Young Armour was often to be found, in the winter, coasting down the long hill near the schoolhouse; and, later, his experience at the Cazenovia Seminary was such as to indicate that some of the brightest people finish their education rather more suddenly than their family and friends might desire.

“When did you leave the farm for a mercantile life?” I asked.

“I was clerk in a store in Stockbridge for two years, after I was seventeen, but was mixed up with the farm more or less, and wanted to get out of that life. I was a little over seventeen years old when the gold excitement of 1849 reached our town. Wonderful tales were told of gold already found and the prospects for more on the Pacific coast. I was taken with the fever, and brooded over the difference between tossing hay in the hot sun and digging up gold by handfuls, until one day I threw down my pitchfork and went over to the house and told mother that I had quit that kind of work.

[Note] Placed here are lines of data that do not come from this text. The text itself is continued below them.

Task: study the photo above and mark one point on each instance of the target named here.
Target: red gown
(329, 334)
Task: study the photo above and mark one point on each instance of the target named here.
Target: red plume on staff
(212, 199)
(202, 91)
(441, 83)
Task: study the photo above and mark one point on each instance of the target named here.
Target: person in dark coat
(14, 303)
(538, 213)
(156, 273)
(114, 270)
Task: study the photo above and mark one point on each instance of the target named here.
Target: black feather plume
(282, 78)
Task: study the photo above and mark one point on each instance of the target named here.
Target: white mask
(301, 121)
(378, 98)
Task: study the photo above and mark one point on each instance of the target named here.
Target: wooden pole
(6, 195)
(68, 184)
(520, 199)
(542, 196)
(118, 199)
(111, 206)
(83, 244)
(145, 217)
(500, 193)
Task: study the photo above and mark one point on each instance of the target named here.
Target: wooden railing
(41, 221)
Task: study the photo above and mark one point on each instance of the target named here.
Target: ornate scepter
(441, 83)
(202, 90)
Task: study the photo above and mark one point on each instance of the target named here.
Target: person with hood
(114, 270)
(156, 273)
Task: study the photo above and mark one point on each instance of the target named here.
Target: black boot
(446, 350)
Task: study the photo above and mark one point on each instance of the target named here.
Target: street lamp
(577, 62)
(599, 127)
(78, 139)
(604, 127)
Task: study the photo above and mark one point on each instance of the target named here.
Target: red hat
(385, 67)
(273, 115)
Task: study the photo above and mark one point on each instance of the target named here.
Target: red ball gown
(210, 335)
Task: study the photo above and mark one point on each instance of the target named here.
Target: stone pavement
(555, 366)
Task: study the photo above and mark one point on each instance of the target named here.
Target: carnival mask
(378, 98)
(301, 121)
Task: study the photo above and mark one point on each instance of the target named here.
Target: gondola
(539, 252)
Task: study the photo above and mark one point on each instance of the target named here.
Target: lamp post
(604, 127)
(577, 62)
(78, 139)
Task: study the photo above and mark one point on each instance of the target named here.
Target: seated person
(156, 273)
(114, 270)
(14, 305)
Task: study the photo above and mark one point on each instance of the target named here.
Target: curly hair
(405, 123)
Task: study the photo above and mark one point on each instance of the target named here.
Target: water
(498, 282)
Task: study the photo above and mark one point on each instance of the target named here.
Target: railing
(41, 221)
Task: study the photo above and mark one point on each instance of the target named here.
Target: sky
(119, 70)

“People with plenty of money could sail around Cape Horn in those days, but I had no money to spare, and so decided to walk across the country. That is, we were carried part of the way by rail and walked the rest. I persuaded one of the neighbor’s boys, Calvin Gilbert, to go along with me, and we started.”

“How did you fare?”

“Rather roughly. I provided myself with an old carpet sack, into which I put my clothes. I bought a new pair of boots, and when we had gone as far as we could on canals and wagons, I bought two oxen. With these we managed for awhile, but eventually reached California afoot.”

A MINING VENTURE.

He suffered a severe illness on the journey, and was nursed by his companion, Gilbert, who gathered herbs and steeped them for his friend’s use, and once rode thirty miles in the rain to get a doctor. When they reached California he fell in with Edward Croarkin, a miner, who nursed him back to health. The manner in which he remembered these men gives keen satisfaction to the friends of the great merchant.

“Did you have any money when you arrived at the gold-fields?”

“Scarcely any. I struck right out, though, and found a place where I could dig, and I struck pay dirt in a little time.”